NEW stands have been placed in the main foyer of Craigavon Area Hospital warning the public not to visit if they have had vomiting or diarrhoea in the past 48 hours.
The move comes as the winter vomiting virus, also knows as norovirus, makes its presence felt in the Portadown and surrounding areas.
The Public Health Agency (PHA) has said that although the virus has been reported across Northern Ireland, it is not unusual for this time of year.
A spokesperson for the agency said it recorded outbreaks in nursing homes and hospitals and hadn’t been informed of any outbreaks in the local area, although it was aware the virus was “out there in the community”.
Paula Morgan of Orchard Pharmacy in Mandeville Street said there was a lot of vomiting and diarrhoea in the community. She said, “It is affecting of children and elderly people in particular, who would be the most vulnerable groups.
“Sore throats have been a feature as well although that is common at this time of year.”
Dr Gerry Waldron, acting assistant director of public health (health protection) at the PHA, said: “We would expect to experience seasonal rises of the winter vomiting virus as we approach midwinter and this year is no different.
“The winter vomiting virus is a frequent hazard to health that causes unpleasant and brief illness for many people. The most commonly reported symptoms are nausea, vomiting and diarrhoea, which can begin suddenly.
“In some people, these are also accompanied by a raised temperature, headache and sore limbs. The illness can last as little as 12 hours or up to three days. Treatment is to stay at home, rest, take plenty of fluids, and reduce contact with others, both in the home and at work.
“It is very important that people who have symptoms do not visit hospitals or their GP surgery.”
Dr Waldron emphasised that the winter vomiting virus is very infectious and can be easily spread in close-knit communities such as residential or nursing homes, schools, hospitals and workplaces, and he warned the public to stay away from these until at least 48 hours after any symptoms stop.
He said the risk of infection can also be reduced by maintaining good personal hygiene, in particular washing hands after going to the toilet, and before preparing or eating food;
He added, “The reality for most people is that this is a short-term, unpleasant illness, with most of us getting better within a few days.
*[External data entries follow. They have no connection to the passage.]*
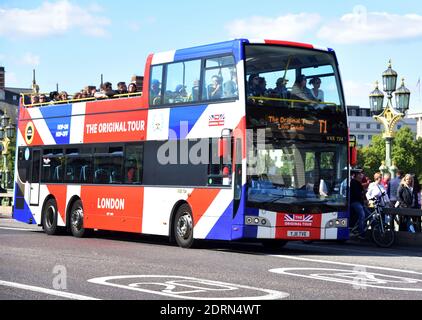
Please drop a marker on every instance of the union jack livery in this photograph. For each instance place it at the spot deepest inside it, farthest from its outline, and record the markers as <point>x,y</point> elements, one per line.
<point>225,143</point>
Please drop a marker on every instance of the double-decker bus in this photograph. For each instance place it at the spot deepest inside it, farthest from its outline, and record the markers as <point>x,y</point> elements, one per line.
<point>201,154</point>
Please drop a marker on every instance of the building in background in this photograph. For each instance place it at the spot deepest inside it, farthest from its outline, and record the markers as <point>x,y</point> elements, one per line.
<point>9,97</point>
<point>418,118</point>
<point>365,127</point>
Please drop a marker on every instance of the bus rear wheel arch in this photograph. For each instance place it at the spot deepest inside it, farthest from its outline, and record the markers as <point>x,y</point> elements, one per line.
<point>76,220</point>
<point>49,217</point>
<point>183,225</point>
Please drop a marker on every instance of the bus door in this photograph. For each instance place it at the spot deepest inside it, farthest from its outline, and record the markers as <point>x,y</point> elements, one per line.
<point>237,162</point>
<point>34,181</point>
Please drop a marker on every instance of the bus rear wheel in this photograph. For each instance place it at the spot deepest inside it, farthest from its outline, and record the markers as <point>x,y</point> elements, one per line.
<point>77,220</point>
<point>273,244</point>
<point>49,218</point>
<point>183,227</point>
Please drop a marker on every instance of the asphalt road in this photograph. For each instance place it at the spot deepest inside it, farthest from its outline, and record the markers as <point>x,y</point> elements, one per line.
<point>124,266</point>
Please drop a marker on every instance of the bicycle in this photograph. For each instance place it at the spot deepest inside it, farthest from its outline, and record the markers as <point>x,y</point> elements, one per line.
<point>382,231</point>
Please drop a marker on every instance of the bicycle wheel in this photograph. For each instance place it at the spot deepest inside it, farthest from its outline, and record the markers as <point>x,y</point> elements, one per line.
<point>383,239</point>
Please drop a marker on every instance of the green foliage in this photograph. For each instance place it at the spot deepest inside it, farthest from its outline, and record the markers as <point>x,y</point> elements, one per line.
<point>406,153</point>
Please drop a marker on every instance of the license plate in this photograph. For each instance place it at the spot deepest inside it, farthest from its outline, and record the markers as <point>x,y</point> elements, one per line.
<point>298,234</point>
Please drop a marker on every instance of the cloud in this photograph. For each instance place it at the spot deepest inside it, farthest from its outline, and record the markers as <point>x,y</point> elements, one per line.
<point>51,19</point>
<point>362,26</point>
<point>31,59</point>
<point>287,27</point>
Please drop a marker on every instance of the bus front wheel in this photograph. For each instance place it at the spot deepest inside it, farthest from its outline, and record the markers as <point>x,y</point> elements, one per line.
<point>49,219</point>
<point>77,220</point>
<point>183,227</point>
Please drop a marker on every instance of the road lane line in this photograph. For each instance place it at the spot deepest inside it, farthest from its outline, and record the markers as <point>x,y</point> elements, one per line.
<point>51,292</point>
<point>344,264</point>
<point>18,229</point>
<point>348,250</point>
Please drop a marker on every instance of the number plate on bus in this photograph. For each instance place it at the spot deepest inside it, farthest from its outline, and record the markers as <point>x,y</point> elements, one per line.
<point>298,234</point>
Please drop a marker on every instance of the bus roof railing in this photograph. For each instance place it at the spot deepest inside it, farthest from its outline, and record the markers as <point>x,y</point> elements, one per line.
<point>58,103</point>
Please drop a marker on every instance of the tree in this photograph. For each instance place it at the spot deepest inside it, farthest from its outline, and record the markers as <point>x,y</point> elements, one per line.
<point>406,153</point>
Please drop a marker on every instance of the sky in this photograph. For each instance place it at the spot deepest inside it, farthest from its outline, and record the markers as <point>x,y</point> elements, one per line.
<point>73,42</point>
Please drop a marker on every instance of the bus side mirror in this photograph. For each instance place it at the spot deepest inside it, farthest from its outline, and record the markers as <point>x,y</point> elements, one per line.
<point>353,156</point>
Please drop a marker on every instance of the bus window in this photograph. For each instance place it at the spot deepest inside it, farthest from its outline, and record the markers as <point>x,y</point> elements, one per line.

However, we can all play a part in keeping it at bay and protecting more vulnerable people, to whom it can present a more serious risk.”
This was reiterated by Dr John Simpson, the Southern Health Trust’s medical director, who said, “I would urge people not to visit hospital if they or someone in their household has symptoms of cold, flu, vomiting or diarrhoea.
“Anybody who has flu and other viral infections should stay at home, rest, drink plenty of fluids and take over the counter remedies which may help ease symptoms and consult your GP if your condition is getting worse.”